Of lab notebooks and leaders in science

Good research practices are often said to work against the current success model in science (based on positive results, number and impact factor of publications, etc.). Changing the way we work requires the current science leaders to act as role models and set good examples. We applaud Dr Frances Arnold, a Nobel Prize winner, for retracting a Science paper with the following explanation: “Careful examination of the first author’s lab notebook then revealed missing contemporaneous entries and raw data for key experiments.
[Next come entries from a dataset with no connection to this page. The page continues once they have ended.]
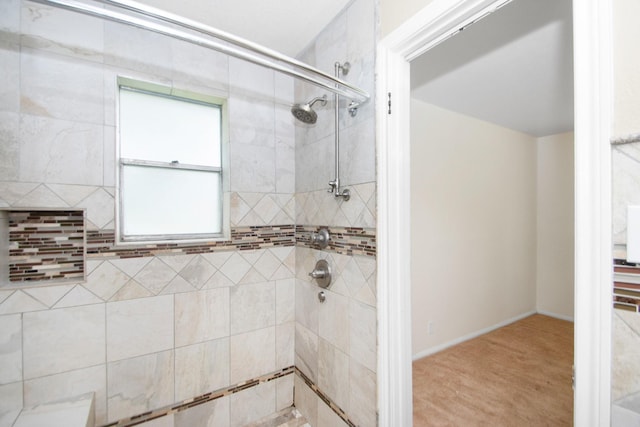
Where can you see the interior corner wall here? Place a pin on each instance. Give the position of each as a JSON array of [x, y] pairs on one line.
[[555, 221], [473, 222]]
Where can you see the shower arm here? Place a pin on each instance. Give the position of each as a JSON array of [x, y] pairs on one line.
[[238, 47], [334, 186]]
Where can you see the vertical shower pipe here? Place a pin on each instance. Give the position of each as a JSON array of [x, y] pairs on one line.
[[335, 184]]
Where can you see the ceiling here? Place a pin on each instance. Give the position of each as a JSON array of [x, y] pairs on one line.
[[513, 68], [287, 26]]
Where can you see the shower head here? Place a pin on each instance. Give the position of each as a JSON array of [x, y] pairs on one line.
[[305, 113]]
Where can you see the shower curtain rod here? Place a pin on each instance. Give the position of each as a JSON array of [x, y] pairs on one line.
[[267, 58]]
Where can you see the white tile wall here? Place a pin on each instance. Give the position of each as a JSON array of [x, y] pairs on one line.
[[10, 349], [252, 404], [118, 334], [61, 340], [201, 316], [70, 384], [245, 361], [10, 403], [139, 384], [252, 307], [201, 368], [139, 327]]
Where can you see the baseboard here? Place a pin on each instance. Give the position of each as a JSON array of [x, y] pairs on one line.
[[556, 316], [476, 334]]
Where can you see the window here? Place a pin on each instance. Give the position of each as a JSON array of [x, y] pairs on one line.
[[170, 179]]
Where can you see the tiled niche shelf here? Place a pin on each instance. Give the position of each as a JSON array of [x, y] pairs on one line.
[[45, 246]]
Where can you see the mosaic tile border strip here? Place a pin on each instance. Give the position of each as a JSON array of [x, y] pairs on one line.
[[102, 243], [626, 294], [45, 246], [199, 400], [628, 139], [344, 240], [330, 403]]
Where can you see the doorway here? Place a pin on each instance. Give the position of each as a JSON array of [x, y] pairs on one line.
[[492, 199], [438, 21]]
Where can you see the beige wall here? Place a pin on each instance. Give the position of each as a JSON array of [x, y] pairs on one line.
[[473, 225], [554, 261], [626, 34], [626, 184], [393, 13]]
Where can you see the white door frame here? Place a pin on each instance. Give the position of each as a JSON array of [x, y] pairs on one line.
[[593, 273]]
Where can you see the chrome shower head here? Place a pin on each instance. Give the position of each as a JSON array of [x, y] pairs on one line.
[[305, 113]]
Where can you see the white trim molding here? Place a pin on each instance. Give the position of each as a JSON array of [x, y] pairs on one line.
[[592, 62], [592, 46]]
The authors are therefore retracting the paper.“

Why is this example so important?
First, there are still way too many labs that have no lab notebooks at all that makes it even impossible to explain to them what the raw data actually means and why it is so important to have the raw data meet key expectations (e.g. being contemporaneous).
Second, as a true leader, Dr Arnold took a personal responsibility for this error (see her twit HERE).

Is N-Hacking ever OK?

It has been proposed repeatedly that adding samples based on results of initial experiments is a form of p-hacking (see e.g. new Instructions to Authors of journals of the Am Soc Exp Pharmacol Ther). While these recommendations were based on sound theoretical considerations, Pamela Rainagel from San Diego demonstrates in a manuscript not yet peer reviewed that the impact on false positives based on Monte-Carlo simulations of dynamically adjusting sample size, called n-hacking by her. Interestingly, her analysis shows that that n-hacking increase false positives and that effect sizes and prior probability are key drivers of this.
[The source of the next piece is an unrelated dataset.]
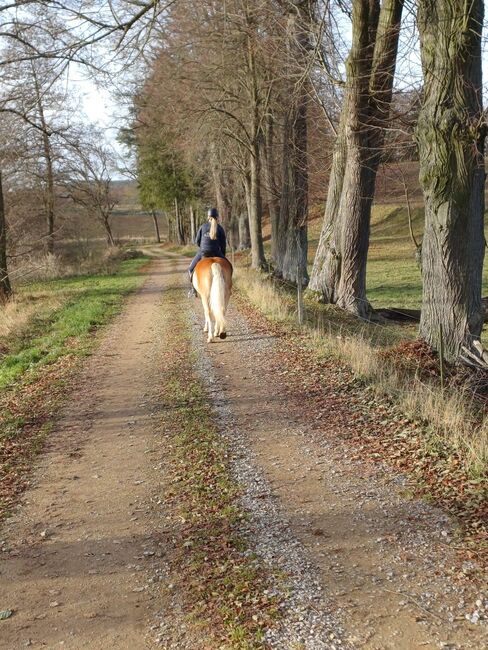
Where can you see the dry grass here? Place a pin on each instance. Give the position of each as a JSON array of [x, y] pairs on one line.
[[17, 314], [448, 415]]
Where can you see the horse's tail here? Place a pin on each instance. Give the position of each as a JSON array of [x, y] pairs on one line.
[[217, 296]]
However, her simulations also suggest that the positive predictive value increases and is higher than that from non-incremental experiments. Apparently, the increase in false positives is more than offset by that in true positives. She proposes that post-hoc increases in sample size must be disclosed but could confer previously unappreciated advantages for efficiency and positive predictive value. However, she also warns that adaptations of sample sizes need careful considerations of correction of p-values because n-hacking essentially is a form of increasing the statistical alpha.
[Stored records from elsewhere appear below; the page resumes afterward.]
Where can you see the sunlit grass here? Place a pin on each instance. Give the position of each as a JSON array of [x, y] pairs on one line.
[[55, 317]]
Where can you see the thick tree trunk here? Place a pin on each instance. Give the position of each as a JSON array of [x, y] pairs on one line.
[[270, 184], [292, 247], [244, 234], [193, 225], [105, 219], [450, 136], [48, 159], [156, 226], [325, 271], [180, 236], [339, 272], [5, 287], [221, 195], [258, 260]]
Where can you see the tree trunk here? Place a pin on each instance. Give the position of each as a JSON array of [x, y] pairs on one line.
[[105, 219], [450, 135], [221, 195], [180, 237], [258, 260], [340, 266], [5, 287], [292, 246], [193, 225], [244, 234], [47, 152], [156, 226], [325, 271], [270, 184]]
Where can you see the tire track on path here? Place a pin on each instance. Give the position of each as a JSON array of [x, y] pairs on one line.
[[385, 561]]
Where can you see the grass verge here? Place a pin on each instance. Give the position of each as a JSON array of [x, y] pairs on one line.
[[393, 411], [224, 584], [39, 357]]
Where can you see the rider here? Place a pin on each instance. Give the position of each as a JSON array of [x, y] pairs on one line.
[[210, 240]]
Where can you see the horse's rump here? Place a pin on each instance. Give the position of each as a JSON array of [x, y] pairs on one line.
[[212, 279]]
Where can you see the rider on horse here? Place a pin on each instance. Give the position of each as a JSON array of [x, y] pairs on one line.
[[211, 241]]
Therefore, the proposal by Pamela Rainagel does not invalidate the argument that findings resulting from n-hacking/adapted sample sizes are no longer suitable for hypothesis-testing statistical analysis unless careful pre-specification is in place to adjust for the increased alpha.

Instead of replicating studies with problems, let’s replicate the good studies

A few months ago, the “Reproducibility and Replicability in Science” report from the National Academies of Sciences, Engineering, and Medicine was published. It included a set of criteria to help determine when testing replicability may be warranted:

1) The scientific results are important for individual decision-making or for policy decisions.
2) The results have the potential to make a large contribution to basic scientific knowledge.
3) The original result is particularly surprising, that is, it is unexpected in light of previous evidence and knowledge.
4) There is controversy about the topic.
5) There was potential bias in the original investigation, due, for example, to the source of funding.
6) There was a weakness or flaw in the design, methods, or analysis of the original study.
7) The cost of a replication is offset by the potential value in reaffirming the original results.
8) Future expensive and important studies will build on the original scientific results.

However, especially points 3-6 encourage reproduction of poor studies or studies that have data quality issues.
Here is an interesting alternative view by Andrew Gelman who encourages attempts to reproduce the good studies. From this perspective, replication studies could indeed provide real incentives for scientists to focus on Good Research Practice and to conduct their studies as unbiased as possible.
As one of the commenters pointed out: “I put replications of my work in my CV. After all, it shows both that somebody was interested enough to repeat/continue the work and that they could.”